Toronto, Canada (CNN) -- Police said they were preparing for more disruptions Sunday after groups of protesters burned cars, hurled bricks and smashed windows as they tried to penetrate the fence surrounding the G-20 summit.
"I do not believe that the individuals bent on vandalism and violence in our city have finished with their intent, so we will remain vigilant," Toronto Police Chief Bill Blair said Saturday night.
More than 300 people were arrested Saturday, and 412 have been arrested since June 18, said Jillian Van Acker, spokeswoman for the Integrated Security Unit. There were no reports of serious injuries to either protesters or police, she said.
Blair told reporters that packs of disruptive demonstrators infiltrated peaceful protests in order to cause chaos and distract police.
"These criminals rely on the anonymity of hiding in a larger group of the curious and the naive," he said.
At least four police cars went up in flames and smoke during hours of confrontation.
Protesters left behind broken windows and graffiti. Blair said police used tear gas after warning a group of protesters "engaged in acts of destruction" Saturday.
But not all encounters between police and protesters were hostile.
At one intersection the crowd danced and chanted, "You're sexy, you're cute, take off your riot suit!"
More aggressive groups of demonstrators moved from intersection to intersection, trying to circumvent police and get to the security fence protecting the summit meeting.
"The fence is a symbol that they can build a fence and spend a billion dollars on their agenda. The fence is a symbol of what's wrong with this country," protester Rolf Gerstenberger said.
Everywhere the protesters went, police were waiting to head them off, in some cases with individual blasts of pepper spray, tear gas and bean bag pellets, according to the summit's security unit.
Authorities said the fence was not breached Saturday.
Behind it, world leaders began an economic summit focusing on recovery from the global financial crisis.
As they prepared for Sunday's scheduled meetings, the U.N. chief urged them to remember that the world's poor need help making ends meet now more than ever.
"Let me emphasize this evening that, under any circumstances we must not balance budgets on the backs of the world's poorest people," U.N. Secretary-General Ban Ki-moon said.
Ban said countries should invest in agriculture, green recovery jobs and health.
On Saturday, European Union Commission President Jose Manuel Barroso stressed that European leaders were already taking action to strengthen their economies and deal with a weakening euro caused by public debt woes.

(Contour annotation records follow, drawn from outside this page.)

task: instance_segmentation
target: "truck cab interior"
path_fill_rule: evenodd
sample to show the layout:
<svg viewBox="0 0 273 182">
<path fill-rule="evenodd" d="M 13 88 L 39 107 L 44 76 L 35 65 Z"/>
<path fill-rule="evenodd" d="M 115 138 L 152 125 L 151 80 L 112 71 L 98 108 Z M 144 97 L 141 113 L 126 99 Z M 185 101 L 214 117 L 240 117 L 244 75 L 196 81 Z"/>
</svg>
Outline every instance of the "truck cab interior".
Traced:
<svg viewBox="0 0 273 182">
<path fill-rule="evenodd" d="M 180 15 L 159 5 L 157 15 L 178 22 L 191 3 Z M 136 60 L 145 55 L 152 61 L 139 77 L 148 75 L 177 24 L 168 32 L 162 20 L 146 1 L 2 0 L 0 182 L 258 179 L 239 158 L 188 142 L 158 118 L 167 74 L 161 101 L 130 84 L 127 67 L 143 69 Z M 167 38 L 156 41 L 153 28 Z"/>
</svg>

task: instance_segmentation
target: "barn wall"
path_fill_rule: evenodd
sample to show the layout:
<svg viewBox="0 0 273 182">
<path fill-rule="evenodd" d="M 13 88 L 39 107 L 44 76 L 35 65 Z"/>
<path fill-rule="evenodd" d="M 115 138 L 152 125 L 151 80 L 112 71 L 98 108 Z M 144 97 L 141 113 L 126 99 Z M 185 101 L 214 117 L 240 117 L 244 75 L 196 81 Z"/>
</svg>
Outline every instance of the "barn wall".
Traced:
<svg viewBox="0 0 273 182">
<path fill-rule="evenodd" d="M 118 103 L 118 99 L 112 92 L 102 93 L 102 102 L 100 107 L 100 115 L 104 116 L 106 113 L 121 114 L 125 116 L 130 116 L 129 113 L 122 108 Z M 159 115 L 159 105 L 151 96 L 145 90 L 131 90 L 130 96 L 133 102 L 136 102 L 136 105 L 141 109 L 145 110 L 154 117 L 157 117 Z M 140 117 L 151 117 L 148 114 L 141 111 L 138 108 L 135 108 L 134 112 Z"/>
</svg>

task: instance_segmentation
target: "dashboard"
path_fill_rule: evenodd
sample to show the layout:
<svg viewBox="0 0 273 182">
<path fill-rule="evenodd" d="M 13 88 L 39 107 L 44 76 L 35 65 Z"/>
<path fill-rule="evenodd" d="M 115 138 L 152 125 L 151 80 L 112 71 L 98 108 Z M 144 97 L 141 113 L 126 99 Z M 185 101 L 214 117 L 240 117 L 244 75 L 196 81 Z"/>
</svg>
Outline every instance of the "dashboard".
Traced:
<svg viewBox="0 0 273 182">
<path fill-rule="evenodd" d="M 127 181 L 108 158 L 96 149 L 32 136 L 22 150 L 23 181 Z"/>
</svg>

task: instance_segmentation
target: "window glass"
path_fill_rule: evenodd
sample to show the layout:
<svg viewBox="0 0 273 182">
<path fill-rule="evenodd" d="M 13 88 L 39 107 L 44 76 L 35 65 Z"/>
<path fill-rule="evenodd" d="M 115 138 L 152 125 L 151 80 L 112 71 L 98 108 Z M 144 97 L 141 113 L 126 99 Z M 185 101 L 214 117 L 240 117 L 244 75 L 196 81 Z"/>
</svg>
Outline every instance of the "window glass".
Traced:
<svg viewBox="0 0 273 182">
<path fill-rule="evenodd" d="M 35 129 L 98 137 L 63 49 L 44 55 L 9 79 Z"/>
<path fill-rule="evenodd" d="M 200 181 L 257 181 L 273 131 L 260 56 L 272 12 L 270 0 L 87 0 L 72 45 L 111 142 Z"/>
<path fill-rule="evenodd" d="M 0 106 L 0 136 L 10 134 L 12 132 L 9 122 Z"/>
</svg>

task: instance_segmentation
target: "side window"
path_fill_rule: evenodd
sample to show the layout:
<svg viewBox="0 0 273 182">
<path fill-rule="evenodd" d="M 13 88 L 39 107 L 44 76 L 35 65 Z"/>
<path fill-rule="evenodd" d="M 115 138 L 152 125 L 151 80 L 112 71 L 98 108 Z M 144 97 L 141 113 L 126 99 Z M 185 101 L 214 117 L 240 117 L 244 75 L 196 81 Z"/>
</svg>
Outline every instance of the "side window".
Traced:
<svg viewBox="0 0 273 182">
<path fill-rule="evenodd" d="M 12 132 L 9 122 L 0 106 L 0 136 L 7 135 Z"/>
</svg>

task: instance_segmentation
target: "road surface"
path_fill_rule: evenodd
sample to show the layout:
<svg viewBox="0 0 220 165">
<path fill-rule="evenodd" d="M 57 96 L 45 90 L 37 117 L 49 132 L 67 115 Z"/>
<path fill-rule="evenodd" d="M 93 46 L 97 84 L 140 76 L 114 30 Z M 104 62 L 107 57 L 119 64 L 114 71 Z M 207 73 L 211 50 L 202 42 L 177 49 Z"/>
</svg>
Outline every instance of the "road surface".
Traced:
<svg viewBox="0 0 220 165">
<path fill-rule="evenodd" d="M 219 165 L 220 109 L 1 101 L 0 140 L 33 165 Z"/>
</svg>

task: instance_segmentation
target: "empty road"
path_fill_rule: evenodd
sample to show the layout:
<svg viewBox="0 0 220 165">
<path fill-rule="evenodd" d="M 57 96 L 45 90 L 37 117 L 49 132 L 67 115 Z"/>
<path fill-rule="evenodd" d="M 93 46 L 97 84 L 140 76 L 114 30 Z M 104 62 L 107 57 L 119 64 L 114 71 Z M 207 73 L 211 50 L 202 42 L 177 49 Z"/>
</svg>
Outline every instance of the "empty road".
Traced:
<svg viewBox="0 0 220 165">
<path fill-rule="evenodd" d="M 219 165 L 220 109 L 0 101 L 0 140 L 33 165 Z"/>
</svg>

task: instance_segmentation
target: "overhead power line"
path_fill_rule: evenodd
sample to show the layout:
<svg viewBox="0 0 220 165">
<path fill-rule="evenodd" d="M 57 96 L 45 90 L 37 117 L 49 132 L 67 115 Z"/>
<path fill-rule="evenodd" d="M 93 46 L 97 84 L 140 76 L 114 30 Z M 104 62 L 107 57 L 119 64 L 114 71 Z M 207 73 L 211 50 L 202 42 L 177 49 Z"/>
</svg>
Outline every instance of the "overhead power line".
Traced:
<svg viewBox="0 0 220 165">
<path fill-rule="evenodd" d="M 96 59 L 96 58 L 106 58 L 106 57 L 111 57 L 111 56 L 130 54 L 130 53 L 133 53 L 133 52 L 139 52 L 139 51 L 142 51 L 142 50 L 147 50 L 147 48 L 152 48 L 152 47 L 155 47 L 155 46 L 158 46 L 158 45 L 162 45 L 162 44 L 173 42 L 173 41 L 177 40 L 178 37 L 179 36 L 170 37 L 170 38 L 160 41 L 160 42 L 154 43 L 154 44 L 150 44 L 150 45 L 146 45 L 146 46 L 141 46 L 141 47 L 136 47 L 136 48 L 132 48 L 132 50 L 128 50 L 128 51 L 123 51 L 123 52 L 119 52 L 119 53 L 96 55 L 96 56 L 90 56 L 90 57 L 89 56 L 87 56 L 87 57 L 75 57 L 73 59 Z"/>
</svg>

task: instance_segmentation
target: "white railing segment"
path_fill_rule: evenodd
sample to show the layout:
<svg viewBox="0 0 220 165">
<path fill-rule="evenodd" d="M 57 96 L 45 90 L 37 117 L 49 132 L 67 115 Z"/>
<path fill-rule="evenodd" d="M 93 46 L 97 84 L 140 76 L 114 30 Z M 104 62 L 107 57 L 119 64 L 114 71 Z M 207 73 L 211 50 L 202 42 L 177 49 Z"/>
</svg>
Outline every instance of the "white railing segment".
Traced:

"There should be no doubts. Europe will do whatever it takes to assure the financial stability of the euro," he told CNN.
This weekend's meetings come on the heels of the two-day G8 summit outside Toronto, where the leaders of the United States, Canada, France, Germany, Britain, Italy, Japan and Russia also focused on recovery from the global economic crisis. The group also made note of other thorny issues in their final statement issued Saturday, singling out Iran and North Korea for criticism.
CNN's Jeanne Meserve and Ali Velshi contributed to this report.